Around 1960, Becky organized an international youth group called Camporee. The program started at the end of regular camp and was for teenagers from the United States and abroad, who were coming to Boston to attend an annual youth meeting at The Mother Church. For a number of years many young people came to Camp for little or no cost to enjoy the activities at Camp and to get acquainted with each other before heading to Boston for this meeting.

A 1960 booklet describes Newfound as a 115-acre campus lying on a wooded finger of land pointing into Long Lake, surrounded on three sides by shallow water and white sandy beaches. There were six outpost campsites on a 15 acre island reached by a natural sand causeway. At one time it was possible to drive on the causeway to the island, but because of the dam and the locks between Long Lake and Sebago Lake, the causeway is underwater, although it is easily walkable. Currently, there are two leantos on the island and an old “outhouse.” Campers sometimes uses the island for over-nights.

In 1960, 88 campers ranged from 6-16 with a staff of 22. Today the number of campers is around 100 with a camper/counselor ratio of 3:1. The tuition in 1960 was $500 for 8 weeks. The cost remained in effect until the 1970s when it was gradually increased to cover more of the operating costs. In the early 1970s the 8 week season was divided into two sessions, one 3 weeks and one 4 weeks. Becky retired in 1965 after selling the camp to the trustees who were operating Camp Owatonna, the former Camp Ropioa, as an adjacent brother camp to Newfound.

Newfound had a fleet of 22 Old Town wood and canvas canoes, as well as a war canoe. In the early 1980s these canoes needed repairs and were costly to maintain, so they were sold, along with their original “bills of sale” to interested parties. Both the Newfound and the Owatonna war canoes have been restored. In 1982, midis and bloomers were replaced with t-shirts and shorts.

A new shower and bathroom building, called Oz, was built on the Hill for the teenagers in the middle 1990s. The bathroom facility in the lower camp is called Oaks. It was not until 1968 that hot water showers were available at Newfound. Before that time the girls had to get pitchers of hot water from an outside spigot at the kitchen for sponge baths, or they took their soap and shampoo into the lake at Hairwash Rock just off the canoe house. Lake bathing has been discontinued because of environmental concerns.

The eight cabins that line the north side of the peninsula have been restored with porches built onto the front of each cabin. Because the girls keep most of their belongings in their “cubies,” the cabins are not large; only books and writing materials are kept on the small shelves above the cots. The cabins were designed to hold eight campers and two counselors. The cabins have the wonderful names of Fold, Cozy, Sunshine, Still Waters, Green Pastures, Twin Pines, L’Amitie AND Gaiety Gables.

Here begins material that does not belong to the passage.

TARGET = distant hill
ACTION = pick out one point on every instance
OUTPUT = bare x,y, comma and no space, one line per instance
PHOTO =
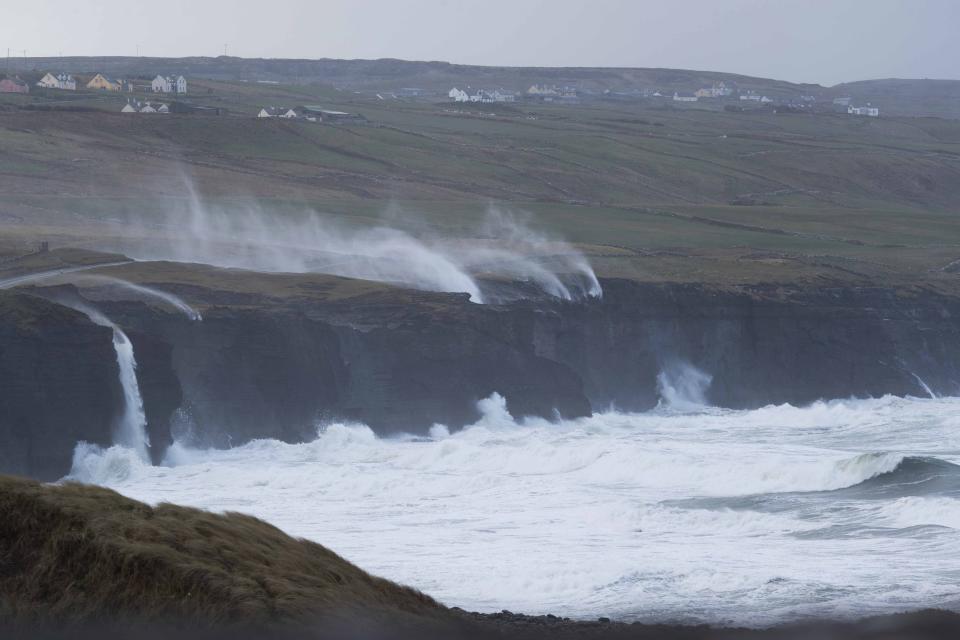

Camp Ropioa by the Harrison Historical Society

A retired British Army officer, Colonel George Stanley, established Camp Ropioa, a Christian Science brother camp to Camp Newfound, on the Joseph Chaplin farm in 1922. Colonel Stanley’s wife was a friend of Elizabeth Horton’s, owner of Camp Newfound. The naming of Camp Ropioa was given by taking the first letter in the sentence “Reflection of Perfection is our Aim.” A 1927 “Summer Camps” publication lists an enrollment of 60 with a staff of 14. Camp Ropioa accepted boys ages 5-16. Horseback riding and the usual sports were offered.

After Colonel Stanley’s death in 1939, Mrs. Stanley ran Camp Ropioa for a couple of years. However, John LaMarsh of Pelhamwood, NY, became the owner in 1942. He sent a letter dated September 28, 1942, to Harrison Town Clerk, Arthur Stanley, inquiring what the tax penalties were on Ropioa for the preceding year, as he was planning to take title to the property sometime in October. He ran the camp until 1955. During Mr. LaMarsh’s ownership, Camp Ropioa was not affiliated with the Christian Science church.

Camp Owatonna by the Harrison Historical Society

Ropioa had a new beginning when a group of former counselors, spearheaded by Frank Hayden Connor of Darien, Connecticut, purchased it in 1955. The camp was renamed Owatonna, after a town in Minnesota meaning “straight as an arrow.” It reopened as a camp in 1957. Activities included baseball, tennis, soccer, archery, nature study, and numerous water related activities.

Unlike the Camp Newfound girls, who have small “cubies” to store their personal possessions, the Owatonna boys have trunks by their beds to organize their belongings. Similar to Camp Newfound, Owatonna has two counselors who sleep in each cabin and they maintain the same 3:1 camper:counselor ratio as Newfound.

The main area of Owatonna sits about ¼ mile up the hill from their beachfront and boat dock. Owatonna has extensive open areas for soccer, baseball, tennis, and capture-the-flag, giving the boys from 7 to 15 plenty of space to use their boundless energy.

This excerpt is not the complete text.